07/05/2014 10:27 BST | Updated 07/05/2014 10:59 BST

Australia's Shark Cull Condemned By Animal Rights Groups Who Brand Policy 'Bad Ethics And Bad Science' (GRAPHIC PICTURES)

Animal rights activists have reacted furiously after hundreds of sharks were captured under a controversial cull policy in Australia.

Drum lines have been set up along seven Western Australian beaches as part of a widely condemned trial, capturing more than 170 sharks. So far, 50 of the biggest creatures have been killed.

Authorities have insisted the ongoing cull is necessary after six people were killed in shark attacks. But no great white sharks, to whom most of the attacks were attributed, have actually been caught.

Nevertheless, Australia's state government has called the cull a success and said it is restoring confidence among beachgoers.
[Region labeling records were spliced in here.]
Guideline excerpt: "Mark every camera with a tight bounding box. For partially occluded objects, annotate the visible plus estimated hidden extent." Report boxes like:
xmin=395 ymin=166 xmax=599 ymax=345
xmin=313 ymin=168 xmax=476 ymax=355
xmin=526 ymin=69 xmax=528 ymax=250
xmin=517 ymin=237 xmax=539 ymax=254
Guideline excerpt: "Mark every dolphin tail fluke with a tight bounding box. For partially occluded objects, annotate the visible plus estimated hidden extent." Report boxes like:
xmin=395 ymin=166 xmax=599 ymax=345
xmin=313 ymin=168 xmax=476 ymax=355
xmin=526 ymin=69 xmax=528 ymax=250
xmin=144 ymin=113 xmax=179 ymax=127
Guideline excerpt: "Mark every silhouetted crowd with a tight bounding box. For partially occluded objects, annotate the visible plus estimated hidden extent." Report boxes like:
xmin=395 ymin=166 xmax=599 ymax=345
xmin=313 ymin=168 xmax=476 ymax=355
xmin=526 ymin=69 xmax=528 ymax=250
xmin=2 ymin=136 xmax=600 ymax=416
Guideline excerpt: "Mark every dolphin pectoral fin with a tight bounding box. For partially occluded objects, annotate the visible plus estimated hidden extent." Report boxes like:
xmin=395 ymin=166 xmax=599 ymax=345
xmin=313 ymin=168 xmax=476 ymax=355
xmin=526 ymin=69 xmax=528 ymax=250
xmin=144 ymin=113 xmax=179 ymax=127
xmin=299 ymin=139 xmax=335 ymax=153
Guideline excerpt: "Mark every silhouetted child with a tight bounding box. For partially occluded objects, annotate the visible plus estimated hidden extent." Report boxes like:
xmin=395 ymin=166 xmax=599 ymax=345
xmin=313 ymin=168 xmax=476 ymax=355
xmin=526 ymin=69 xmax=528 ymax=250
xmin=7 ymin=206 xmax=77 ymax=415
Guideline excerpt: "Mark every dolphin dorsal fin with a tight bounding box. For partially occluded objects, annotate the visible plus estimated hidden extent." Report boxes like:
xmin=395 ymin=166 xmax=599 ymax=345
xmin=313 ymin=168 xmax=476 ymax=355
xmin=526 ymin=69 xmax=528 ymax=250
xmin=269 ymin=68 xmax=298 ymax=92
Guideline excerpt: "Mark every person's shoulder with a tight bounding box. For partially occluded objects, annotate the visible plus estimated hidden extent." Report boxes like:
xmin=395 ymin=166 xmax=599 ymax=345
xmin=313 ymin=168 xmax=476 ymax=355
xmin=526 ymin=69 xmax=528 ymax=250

It is seeking to continue the programme for three more years.

But the animal rights group Peta told the Huffington Post UK the cull was "bad ethics and bad science."

The group added that the policy demonstrates that "the biggest predators are not in the ocean but on land, and they walk on two legs."

Various high-profile celebrities including Ricky Gervais have also given their support to the anti-cull message.

"Sharks have been around longer than dinosaurs, and they play an essential role in our oceans," Peta told Huff Post.

"Killing so many of these magnificent animals as a knee-jerk solution to prevent shark attacks is not only bad ethics but also bad science, which is why every respected marine expert disapproves of 'culling'.

The animal rights group said Australian taxpayers' money would be better spent on increased surveillance, shark tagging, the development of shark deterrents, more research and better public education about avoiding incidents between sharks and humans.

"Unlike humans, sharks live in the ocean. If we know an area of water has had shark attacks, instead of going on a killing spree, we should just stay out of their house."

Australia's Labor opposition fisheries spokesman, Dave Kelly, told the ABC the policy was far from successful.

"The policy is very unpopular, it has hardly caught any of the sharks it was destined to catch and the Government hasn't produced any scientific evidence to say the policy is working," he said.